Imaging Prostate Cancer
Posted: Nov 01, 2018
POSTED: October 23, 2017
William Goeren is the Director ofClinical Programs for CancerCare, a New York-based organization that offers counseling, support groups, education, and financial assistance to cancer patients and caregivers. Prostatepedia spoke with him about common issues gay men with prostate cancer face.
Why did you become a social worker?
Mr. William Goeren: I became a social worker in the mid-1980s in response to the AIDS crisis. This was not the direction I was headed, but the AIDS crisis had so shifted my outlook on life and altered my priorities that I needed to figure out a new direction, a new version of myself.
Like many young men in their early twenties, I had come to New York with dreams of a fulfilling acting career. In the midst of that, I had a shift in priorities. It was a rather dramatic shift. I was just trying to come to grips with grief, loss, death, and dying. And that’s when I attended a five-day workshop called “Life, Death, and Transition” presented by Elisabeth Kübler-Ross in upstate New York. Every day we had workshops, presentations, and individual work in her intervention model designed to help people understand death. It was very powerful to be in her presence. I knew who she was prior to going and was rather in awe of her.
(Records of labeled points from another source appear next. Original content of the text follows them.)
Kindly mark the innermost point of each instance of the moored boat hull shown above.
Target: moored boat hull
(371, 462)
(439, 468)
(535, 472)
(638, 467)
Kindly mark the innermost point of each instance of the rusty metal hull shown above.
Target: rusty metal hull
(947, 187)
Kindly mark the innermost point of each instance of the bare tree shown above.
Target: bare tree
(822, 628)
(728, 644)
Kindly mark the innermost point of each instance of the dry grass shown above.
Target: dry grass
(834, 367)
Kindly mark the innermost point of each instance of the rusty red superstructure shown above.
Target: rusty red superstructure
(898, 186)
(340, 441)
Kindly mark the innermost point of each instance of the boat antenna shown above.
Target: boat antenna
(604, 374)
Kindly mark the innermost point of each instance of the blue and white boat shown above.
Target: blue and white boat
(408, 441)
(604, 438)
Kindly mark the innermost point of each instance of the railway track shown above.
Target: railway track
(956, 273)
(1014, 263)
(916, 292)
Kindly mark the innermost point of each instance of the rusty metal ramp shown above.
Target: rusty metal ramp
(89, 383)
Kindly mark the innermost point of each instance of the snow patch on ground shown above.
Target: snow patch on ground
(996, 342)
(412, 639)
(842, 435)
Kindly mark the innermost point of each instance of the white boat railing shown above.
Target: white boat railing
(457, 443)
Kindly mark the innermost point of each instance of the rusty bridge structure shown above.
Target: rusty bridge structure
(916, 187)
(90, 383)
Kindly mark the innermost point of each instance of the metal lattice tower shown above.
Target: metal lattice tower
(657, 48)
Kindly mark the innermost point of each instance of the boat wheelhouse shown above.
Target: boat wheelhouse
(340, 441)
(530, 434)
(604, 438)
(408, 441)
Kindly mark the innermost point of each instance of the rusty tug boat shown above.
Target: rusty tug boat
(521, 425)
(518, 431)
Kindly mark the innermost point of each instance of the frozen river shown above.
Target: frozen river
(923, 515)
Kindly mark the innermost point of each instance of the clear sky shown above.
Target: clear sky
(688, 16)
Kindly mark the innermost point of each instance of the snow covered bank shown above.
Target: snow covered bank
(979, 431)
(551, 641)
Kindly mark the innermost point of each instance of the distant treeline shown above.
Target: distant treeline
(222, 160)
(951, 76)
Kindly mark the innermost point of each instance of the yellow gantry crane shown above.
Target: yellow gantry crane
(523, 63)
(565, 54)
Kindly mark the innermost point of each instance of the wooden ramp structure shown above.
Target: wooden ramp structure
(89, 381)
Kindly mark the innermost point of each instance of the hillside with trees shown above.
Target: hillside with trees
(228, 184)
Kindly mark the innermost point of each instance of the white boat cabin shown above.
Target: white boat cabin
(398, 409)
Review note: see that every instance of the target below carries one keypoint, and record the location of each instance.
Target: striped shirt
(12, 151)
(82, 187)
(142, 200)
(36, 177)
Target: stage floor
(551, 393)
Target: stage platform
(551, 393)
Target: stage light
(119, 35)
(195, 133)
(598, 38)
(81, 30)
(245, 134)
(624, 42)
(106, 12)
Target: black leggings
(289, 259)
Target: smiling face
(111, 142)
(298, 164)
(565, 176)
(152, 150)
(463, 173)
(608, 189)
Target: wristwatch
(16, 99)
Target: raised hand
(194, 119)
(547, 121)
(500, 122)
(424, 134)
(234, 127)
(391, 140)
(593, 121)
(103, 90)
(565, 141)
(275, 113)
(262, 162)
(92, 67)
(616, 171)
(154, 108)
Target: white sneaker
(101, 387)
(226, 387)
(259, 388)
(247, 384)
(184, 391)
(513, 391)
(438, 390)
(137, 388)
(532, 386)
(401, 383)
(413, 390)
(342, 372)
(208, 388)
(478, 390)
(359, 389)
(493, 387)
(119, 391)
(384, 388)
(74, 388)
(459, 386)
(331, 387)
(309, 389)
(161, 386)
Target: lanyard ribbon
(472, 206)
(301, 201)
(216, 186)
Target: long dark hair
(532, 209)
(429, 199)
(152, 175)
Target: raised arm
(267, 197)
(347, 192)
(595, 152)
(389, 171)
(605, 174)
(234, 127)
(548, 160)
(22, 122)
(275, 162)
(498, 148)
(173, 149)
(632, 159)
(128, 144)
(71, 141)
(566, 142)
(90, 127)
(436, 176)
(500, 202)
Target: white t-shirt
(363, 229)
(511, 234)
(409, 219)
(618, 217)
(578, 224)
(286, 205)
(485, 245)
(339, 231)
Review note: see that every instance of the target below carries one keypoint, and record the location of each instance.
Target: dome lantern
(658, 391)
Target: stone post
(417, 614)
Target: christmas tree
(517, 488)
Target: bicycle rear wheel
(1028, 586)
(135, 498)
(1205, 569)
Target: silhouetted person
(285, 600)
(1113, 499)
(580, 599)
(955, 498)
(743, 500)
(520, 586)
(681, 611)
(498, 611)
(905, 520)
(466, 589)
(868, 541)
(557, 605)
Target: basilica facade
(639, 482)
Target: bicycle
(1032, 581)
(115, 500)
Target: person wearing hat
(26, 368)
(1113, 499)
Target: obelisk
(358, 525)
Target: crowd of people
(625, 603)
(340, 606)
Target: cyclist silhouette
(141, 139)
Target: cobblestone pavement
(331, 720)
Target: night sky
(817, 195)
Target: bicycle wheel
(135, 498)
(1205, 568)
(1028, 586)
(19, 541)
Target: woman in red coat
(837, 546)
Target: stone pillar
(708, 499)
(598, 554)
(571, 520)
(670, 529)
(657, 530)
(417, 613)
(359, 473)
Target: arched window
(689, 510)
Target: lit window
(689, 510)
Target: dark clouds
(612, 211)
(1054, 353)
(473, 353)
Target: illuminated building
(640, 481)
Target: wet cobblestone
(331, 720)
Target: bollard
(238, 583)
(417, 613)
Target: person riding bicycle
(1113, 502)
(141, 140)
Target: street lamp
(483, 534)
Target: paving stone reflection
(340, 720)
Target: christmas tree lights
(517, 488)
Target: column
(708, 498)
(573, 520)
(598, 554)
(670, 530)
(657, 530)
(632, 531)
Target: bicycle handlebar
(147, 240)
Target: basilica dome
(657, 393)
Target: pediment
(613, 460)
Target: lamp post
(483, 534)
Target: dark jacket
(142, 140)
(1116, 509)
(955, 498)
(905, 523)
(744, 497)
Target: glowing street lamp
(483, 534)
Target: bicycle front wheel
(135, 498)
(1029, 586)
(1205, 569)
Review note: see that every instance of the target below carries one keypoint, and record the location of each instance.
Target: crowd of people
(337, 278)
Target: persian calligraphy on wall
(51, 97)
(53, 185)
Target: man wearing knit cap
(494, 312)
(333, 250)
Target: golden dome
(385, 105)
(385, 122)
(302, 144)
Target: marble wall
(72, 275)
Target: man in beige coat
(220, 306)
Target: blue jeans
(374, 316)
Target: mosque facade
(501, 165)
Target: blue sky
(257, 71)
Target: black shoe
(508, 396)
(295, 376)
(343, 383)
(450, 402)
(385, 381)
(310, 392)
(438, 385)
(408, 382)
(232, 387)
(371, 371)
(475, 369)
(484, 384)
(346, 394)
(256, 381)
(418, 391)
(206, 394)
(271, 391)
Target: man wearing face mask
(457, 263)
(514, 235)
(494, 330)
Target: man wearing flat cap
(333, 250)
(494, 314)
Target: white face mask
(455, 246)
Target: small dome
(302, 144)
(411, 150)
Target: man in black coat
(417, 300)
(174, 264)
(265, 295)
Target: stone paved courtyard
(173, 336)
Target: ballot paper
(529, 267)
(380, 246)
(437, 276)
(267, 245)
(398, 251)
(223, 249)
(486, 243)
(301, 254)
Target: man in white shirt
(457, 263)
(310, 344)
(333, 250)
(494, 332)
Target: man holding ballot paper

After that workshop and others with a number of other high-profile people of that era, a hospice nurse strongly stated I would make a wonderful social worker. I applied to school, and my path very much changed at that point. I felt very passionate about my new direction.
Mr. Goeren: Earlier in my career, a gay male client in his early 30s who had a rare salivary gland cancer came in to where I was working and said that he was scarred after surgery and radiation. He said: “As a gay man with cancer, there are no services for me at all. If I had HIV, I would have services from A to Z.”
That comment stuck with me, so when I got to CancerCare in 2008, I started working on an LGBT cancer program here. In 2011, I collaborated with a New York organization called Services & Advocacy for GLBT Elders (SAGE), which provides psychosocial and concrete services for gay and lesbian elders. We launched a face-to-face support group for older gay men with cancer. That was the first actual service that we were able to launch. Though there’s a wide range of cancers in the group, the majority of the men have prostate cancer.
We’ve made attempts to launch other services; some are more successful than others. We started a group for gay women with cancer here in New York, but it was difficult to populate and maintain. We launched some online support group services, which are very robust and are for our national LGBT clients. There are currently two online groups for the LGBT community, one for LGBT cancer caregivers and the other for LGBT persons with cancer. Eventually, I would like to launch an online support group for the LGBT community who are bereaved because of cancer. We have a few publications, and I’ve done some talks at some of the national oncology social work conferences. In general, CancerCare now has 42 online support groups, which are social worker-facilitated, password-protected posting boards. These are not live groups but very much function like a face-to-face group.
Mr. Goeren: There is some research going on that is limited and minimal.
For example, David Latini, Daniela Wittmann, and Thomas Blank are doing research focusing on issues in the LGBT community and cancer and, in certain studies, research specifically related to gay men who have prostate cancer. They are interested in how gay men, differing from their heterosexual counterparts, react to being diagnosed; the impact of the diagnosis and treatment on their sense of self, emotional wellbeing, and quality of life; as well as how the medical community could be more sensitive and better trained in LGBT and cancer issues.
Research has shown that many gay men feel great shame, stigma, and embarrassment triggered by their emotional reactions and the physical changes related to prostate cancer and its treatment. This shame and stigma touches upon, for many, established internalized homophobia, previous experiences of discrimination and harassment, history of coping with, and in some cases, living with HIV disease, and negative experiences coming out.
Many men experience urinary and bowel incontinence, altered sexual function, and penile shortening (an underreported and under-discussed side effect). All of these impact a sense of masculine identity for men in general. For many gay men, prostate cancer can have a compelling and compromising impact on one’s sense of self within an already disenfranchised and diverse community, his self-esteem, and his ability to relate intimately to other gay men. Gay men report losses associated with prostate cancer for both the man with cancer and his partner. These losses include spontaneity, intimacy, and normalcy in sexually relating, which can lead to fears of rejection, emotional withdrawal, depression, and anxiety.
In addition, HIV affects many gay men who have cancer, whether they live with HIV, have survived multiple HIV-related losses, or are coping with issues of safer sex and determining their risk of exposure and infection. Another immense challenge for a gay man with prostate cancer is finding an oncologist who is educated in the complexly sensitive and layered issues that confront any gay man with prostate cancer. It is essential that an oncologist provide a comfortable, secure, and safe atmosphere, in which a gay man can disclose and discuss his sexual orientation, lifestyle, and activities.